Jay Inslee won’t let facts get in the way of his extreme environmental agenda. Rather, our “green” governor will go out of his way to find “facts” that justify his exaggerated claims—even if those “facts” are not, well, facts.
On April 29th, Inslee announced his plan to reduce carbon emissions via Executive Order. He referred to “the looming threat of climate change to Washington State” as justification. According to Inslee, the “facts” that supported his dire prediction of our state’s future could be found in a study conducted by the University of Oregon. Citing the study Inslee claimed,
“WHEREAS, studies conducted by the University of Oregon found that the effects of climate change on water supplies, public health, coastal and storm damage, wildfires, and other impacts, will cost Washington almost $10 billion per year after 2020, unless we take additional actions to mitigate these effects.”
The $10 billion cost projection to Washington State comes from the University of Oregon’s 2010 update to a 2009 study. In the 2009 version, researchers estimated a cost of $3.8 billion in 2020. The dramatic cost jump is attributed to “the inclusion of one new category, “Lost natural water storage,” which the authors estimate will cost $7.1 billion alone.”
Unfortunately for Inslee, the University of Oregon’s study is not just wrong, it’s also not up-to-date — it depends on data that was then five years old. And, making matters worse, it relied on flawed interpretations of that outdated data.

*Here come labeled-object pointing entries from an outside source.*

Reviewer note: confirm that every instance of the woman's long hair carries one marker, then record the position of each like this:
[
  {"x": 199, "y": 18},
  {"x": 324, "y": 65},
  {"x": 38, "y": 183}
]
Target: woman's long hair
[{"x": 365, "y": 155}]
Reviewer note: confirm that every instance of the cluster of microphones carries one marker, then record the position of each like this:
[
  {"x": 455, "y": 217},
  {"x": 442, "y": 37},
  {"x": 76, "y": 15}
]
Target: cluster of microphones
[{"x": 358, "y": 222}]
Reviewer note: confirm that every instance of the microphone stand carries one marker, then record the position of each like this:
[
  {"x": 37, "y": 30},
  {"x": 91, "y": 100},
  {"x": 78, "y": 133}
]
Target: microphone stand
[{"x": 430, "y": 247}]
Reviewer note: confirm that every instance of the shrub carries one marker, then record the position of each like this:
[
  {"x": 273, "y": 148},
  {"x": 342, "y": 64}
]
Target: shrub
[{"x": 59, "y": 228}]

If Inslee cared to examine the latest leading research on climate change, he would have referred to data from “the U.N.’s Intergovernmental Panel on Climate Change (IPCC), the source many on the left call the ‘climate consensus.’” But, of course, the problem with the U.N.’s data is that it does not support Inslee’s outlandish, exaggerated claims. Indeed, it “contradicts the University of Oregon study’s extreme climate projections.”